One of the papers at the Workshop on the Economics of Information Security (WEIS '09) last month was "Modelling the Security Ecosystem – the Dynamics of (In)Security" by Frei, et.al. The paper does an excellent job of defining the state changes and interval periods throughout the vulnerability and exploit lifecycles. They also create scatterplots for discovery, exploit, and patch intervals relative to disclosure date.
I think it is worth clarifying one aspect of the paper that is (unintentionally) deceptive. In their attempt to compare availability of exploits and patches over time, the authors use different sampling techniques and populations that are not representative of the whole pool of vulnerabilities. This skews the data and ultimately leads to an incorrect conclusion.
On the surface, it makes sense to use vulnerabilities with known exploit dates as the sample population when analyzing exploit timing. And the authors correctly point out that the number of exploits they use is a minimum number. However, when they use the number as a ratio using the smaller "known-exploit" population in the denominator, and not the overall population of vulnerabilities, it is no longer conservative. In fact, because the ratio over time reaches 100% (inherent to the sample technique), it becomes a maximum ratio.
To illustrate: By my estimate, approximately 40% of the vulnerabilities in the time period being analyzed had known exploits. So conservatively, any distribution function should top off at 40% over time. Instead, the authors discuss numbers reaching "94% 30 days after disclosure."
The fatal flaw here is that the authors assume that there is an exploit for every single vulnerability. This is true for the sample they used, but it is unlikely to be true for the total population of vulnerabilities being assessed. More importantly, it is certainly not a minimum number.
The problem is exacerbated when the authors perform a similar analysis on patch data but select a different sample (top ten vendors) in conducting their analysis. I think it is reasonable to assume that these vendors are either more responsive or less responsive than the overall population of vendors, but I have no reason to believe it is representative.

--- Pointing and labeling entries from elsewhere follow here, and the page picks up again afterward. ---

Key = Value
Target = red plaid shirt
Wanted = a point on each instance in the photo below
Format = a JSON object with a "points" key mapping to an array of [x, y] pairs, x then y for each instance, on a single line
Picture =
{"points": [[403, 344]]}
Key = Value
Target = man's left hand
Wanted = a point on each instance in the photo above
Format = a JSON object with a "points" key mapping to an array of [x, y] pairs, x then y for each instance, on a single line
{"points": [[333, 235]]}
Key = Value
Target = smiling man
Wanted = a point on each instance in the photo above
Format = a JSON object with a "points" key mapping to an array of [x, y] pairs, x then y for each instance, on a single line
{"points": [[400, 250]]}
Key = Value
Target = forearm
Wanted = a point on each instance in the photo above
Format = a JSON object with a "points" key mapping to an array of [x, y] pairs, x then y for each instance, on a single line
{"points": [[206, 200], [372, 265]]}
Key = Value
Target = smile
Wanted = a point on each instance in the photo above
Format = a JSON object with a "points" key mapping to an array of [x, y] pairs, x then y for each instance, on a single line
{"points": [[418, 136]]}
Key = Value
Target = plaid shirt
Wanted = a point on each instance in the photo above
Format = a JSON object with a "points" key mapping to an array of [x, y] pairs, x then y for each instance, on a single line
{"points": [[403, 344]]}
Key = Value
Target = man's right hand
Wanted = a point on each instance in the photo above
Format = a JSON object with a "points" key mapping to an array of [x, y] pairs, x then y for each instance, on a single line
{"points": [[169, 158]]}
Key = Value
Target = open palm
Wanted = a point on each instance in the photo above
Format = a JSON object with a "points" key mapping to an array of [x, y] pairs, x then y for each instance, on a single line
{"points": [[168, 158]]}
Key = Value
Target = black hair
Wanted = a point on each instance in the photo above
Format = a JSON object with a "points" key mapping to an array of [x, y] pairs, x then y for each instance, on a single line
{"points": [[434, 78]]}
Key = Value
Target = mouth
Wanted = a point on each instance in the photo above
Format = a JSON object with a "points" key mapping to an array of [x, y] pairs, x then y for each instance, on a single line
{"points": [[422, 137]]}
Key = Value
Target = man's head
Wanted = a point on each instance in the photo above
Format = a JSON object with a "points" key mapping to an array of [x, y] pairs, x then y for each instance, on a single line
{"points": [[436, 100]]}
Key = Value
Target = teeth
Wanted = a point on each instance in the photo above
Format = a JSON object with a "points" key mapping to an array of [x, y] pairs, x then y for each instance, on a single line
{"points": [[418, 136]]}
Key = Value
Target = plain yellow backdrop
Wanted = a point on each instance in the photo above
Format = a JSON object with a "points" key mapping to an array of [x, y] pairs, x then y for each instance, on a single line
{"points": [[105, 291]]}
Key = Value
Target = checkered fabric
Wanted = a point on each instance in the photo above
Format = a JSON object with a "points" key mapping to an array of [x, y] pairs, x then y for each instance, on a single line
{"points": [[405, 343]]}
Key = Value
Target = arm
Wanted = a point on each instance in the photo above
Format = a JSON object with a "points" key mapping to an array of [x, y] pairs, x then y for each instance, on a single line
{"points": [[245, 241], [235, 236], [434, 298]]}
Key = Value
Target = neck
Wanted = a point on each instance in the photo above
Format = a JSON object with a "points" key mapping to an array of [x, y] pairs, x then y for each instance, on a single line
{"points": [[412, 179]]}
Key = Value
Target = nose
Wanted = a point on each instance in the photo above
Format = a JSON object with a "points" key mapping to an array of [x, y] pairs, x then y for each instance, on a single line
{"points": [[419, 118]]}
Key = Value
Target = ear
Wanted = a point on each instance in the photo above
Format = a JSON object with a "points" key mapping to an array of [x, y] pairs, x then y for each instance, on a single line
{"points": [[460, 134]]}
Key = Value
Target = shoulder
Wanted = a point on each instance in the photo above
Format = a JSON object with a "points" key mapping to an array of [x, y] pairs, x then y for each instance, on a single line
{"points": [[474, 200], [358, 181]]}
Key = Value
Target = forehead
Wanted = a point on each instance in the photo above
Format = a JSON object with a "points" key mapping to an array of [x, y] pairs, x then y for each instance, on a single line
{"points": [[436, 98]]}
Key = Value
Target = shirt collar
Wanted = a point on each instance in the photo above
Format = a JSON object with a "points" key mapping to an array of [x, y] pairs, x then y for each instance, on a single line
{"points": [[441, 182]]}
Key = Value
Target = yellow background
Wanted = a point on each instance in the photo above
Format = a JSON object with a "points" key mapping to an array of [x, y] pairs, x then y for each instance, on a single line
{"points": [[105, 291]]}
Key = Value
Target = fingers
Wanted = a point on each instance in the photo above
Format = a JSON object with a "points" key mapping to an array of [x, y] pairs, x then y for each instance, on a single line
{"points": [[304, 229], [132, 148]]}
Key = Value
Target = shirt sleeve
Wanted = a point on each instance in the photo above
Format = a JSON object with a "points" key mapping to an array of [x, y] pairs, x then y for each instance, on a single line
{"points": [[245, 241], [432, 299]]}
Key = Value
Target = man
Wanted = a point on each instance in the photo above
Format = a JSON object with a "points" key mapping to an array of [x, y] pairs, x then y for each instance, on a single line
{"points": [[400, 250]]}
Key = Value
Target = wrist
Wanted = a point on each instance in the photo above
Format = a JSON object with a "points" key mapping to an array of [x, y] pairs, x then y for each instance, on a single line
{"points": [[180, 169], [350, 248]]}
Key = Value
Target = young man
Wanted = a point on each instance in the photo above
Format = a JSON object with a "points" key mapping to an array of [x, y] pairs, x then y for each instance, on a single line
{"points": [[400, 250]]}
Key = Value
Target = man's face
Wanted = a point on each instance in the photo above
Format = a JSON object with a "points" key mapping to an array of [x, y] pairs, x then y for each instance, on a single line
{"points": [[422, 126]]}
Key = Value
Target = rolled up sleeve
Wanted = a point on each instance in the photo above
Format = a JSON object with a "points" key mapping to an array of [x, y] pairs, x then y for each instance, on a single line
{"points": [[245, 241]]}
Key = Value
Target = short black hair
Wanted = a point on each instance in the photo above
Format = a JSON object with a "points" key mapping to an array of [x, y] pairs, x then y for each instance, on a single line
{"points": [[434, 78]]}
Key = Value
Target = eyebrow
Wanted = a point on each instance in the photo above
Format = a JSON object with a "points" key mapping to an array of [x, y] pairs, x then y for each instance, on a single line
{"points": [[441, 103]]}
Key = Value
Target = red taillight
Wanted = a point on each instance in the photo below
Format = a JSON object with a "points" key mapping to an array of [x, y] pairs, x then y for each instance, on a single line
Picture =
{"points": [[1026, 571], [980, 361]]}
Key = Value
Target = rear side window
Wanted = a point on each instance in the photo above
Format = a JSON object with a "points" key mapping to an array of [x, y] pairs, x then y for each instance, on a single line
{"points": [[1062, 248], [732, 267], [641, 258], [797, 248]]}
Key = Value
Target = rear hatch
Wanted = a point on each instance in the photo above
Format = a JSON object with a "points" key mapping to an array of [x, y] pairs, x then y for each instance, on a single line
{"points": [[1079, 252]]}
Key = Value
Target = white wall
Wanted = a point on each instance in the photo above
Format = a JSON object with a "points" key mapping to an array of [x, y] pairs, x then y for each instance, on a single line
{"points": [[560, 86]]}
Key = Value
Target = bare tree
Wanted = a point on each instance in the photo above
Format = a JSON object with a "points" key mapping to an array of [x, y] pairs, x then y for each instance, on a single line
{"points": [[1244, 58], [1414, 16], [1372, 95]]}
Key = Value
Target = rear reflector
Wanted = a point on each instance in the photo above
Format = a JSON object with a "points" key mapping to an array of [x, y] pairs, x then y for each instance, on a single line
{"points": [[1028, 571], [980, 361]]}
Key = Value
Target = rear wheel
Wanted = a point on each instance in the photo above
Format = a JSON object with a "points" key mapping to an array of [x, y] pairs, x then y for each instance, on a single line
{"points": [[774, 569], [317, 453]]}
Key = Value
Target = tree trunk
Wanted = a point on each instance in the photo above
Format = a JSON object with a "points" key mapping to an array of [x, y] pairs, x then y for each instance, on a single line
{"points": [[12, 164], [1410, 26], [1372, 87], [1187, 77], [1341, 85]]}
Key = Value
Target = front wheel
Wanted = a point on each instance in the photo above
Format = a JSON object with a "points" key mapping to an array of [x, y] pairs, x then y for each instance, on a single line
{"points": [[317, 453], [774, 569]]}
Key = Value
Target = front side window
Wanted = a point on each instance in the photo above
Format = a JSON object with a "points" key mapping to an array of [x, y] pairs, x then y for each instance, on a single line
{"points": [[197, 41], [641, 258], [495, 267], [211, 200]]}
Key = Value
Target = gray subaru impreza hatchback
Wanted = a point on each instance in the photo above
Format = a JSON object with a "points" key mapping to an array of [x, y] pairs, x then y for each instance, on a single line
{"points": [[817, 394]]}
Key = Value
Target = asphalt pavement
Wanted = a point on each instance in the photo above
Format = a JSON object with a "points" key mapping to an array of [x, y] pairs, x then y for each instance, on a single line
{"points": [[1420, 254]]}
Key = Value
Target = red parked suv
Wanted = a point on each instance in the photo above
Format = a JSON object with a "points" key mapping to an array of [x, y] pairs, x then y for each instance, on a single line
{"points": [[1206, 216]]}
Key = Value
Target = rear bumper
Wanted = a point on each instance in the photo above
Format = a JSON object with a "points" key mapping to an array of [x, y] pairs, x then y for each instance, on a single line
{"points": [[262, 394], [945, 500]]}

The final issue here is that after conducting similar analyses on exploits and patches using different, non-random, sample populations, the authors then compare the two results: "We found that expoit availability has consistently exceeded patch availability since 2000." Given the weaknesses in methodology, this is a faulty conclusion.
The work is important and useful, but it needs to be redone using appropriate populations if it is going to be accurate.
It might be worth defining what you mean by “exploit” in this context. It seems that the definition of a vulnerability is that it is a bug or flaw that can be exploited in a certain manner, but that the ease of exploitation can range from very easy to very hard. If I’m reading correctly, you’re talking more about “easily” or “readily” exploited vulnerabilities, or maybe even that a working exploit is in the wild (as opposed to one being academic). fwiw.
@Ben -
I am using the definitions (explicit or implicit) directly from the paper. Here is what the paper said: “An exploit is a piece of software, a virus, a set of data, or sequence of commands that takes advantage of a vulnerability in order to cause unintended or unanticipated behavior to occur in software or an embedded device. Proof-of-concept code or exploits provided within security research and analysis tools are also deemed exploits.”
The way they chose the population is simply by using all listings from the data sources that had exploit data listed.